The installation is a good example of the kind of highly collectible high-tech mixed-media work that abounds at this edition of Miami Project. New York’s Muriel Guépin Gallery, for its part, is bringing several sophisticated machine-like pieces that still retain a strong sense of craftsmanship and artistry. A kinetic sculpture by the Brussels-based collective LAB[au], for instance, is made from special paper with “memory activated by electricity,” according to Guépin. Also sure to attract attention in her booth is a large, mind-bending “radiant puzzle box” by Croatian-Austrian design collective Numen/For Use, which is made with tubes of fluorescent light cast in glass. “It’s really the art of tomorrow,” says Guépin of her roster of techie creators.

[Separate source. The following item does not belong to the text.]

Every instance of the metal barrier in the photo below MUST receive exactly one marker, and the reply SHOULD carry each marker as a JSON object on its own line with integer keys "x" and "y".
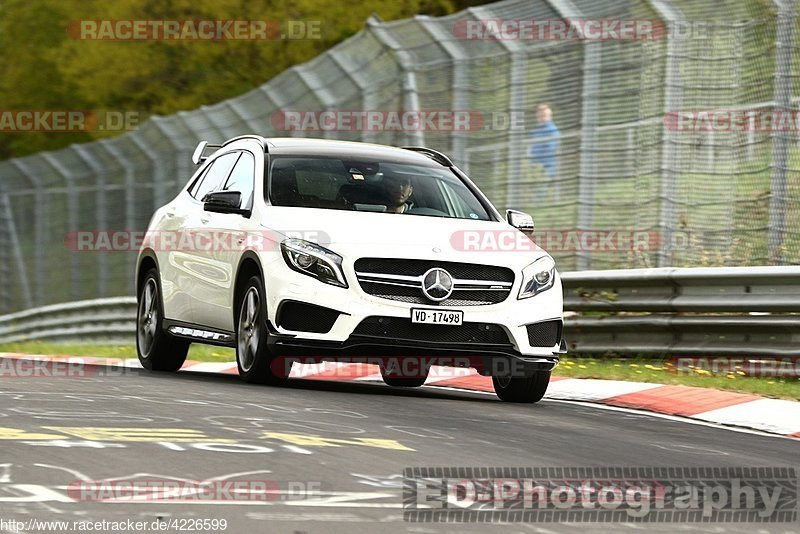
{"x": 110, "y": 320}
{"x": 733, "y": 311}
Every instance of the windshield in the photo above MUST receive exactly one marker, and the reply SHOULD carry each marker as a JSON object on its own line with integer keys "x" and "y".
{"x": 382, "y": 187}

There’s also a strong presence at the fair of process-based works that emphasize materials or the way in which something was made. At Margaret Thatcher’s booth, Munich-based collaborators Julia Venske and Gregor Spänle have created a grocery cart filled with a white substance that seems to be oozing out of it like melting plastic — but the material is, in fact, hand-carved and polished Lasa marble. Los Angeles dealer Paul Kopeikin is bringing Kevin Cooley’s Moon Traveler II, 2014, a triptych showing bursts of pink pigment that were shot at photographic paper with fireworks. Mark Moore, also from L.A., is showing works by Penelope Umbrico, who has taken photos of Ansel Adams’ nature shots on her iPhone and then subjected them to the effects of numerous filters available through programs like Instagram. These photographic prints look like they might have been overexposed or left in a chemical bath for too long, but, in their outrageous color, they also bring to mind silkscreens.
Among the artists New York’s Yancey Richardson is bringing is Bryan Graf, who uses a complex photogram process, laying down mesh on photographic paper in the dark, then exposing it to light from a handheld flash covered with different color gels. “The results are totem-like painterly abstractions, each a unique work because there is no camera, film or negative,” says Richardson.
Meanwhile, over at the booth of collage specialist Pavel Zoubok, artist Matthew Cusick has laboriously inlaid tiny strips of cut-up maps onto a panel to create the elaborate memento mori Alone Time, 2014. “So much of the work I show has to do with an intimate relationship with materials and process,” says Zoubok, who is also bringing a recent sculpture by Judy Pfaff, an early practitioner of installation art. “And what I like about Miami Project is that there’s room to breathe. It’s an environment where people can engage with work in a quieter way and really focus,” he says. “That’s not so easy at a large fair.”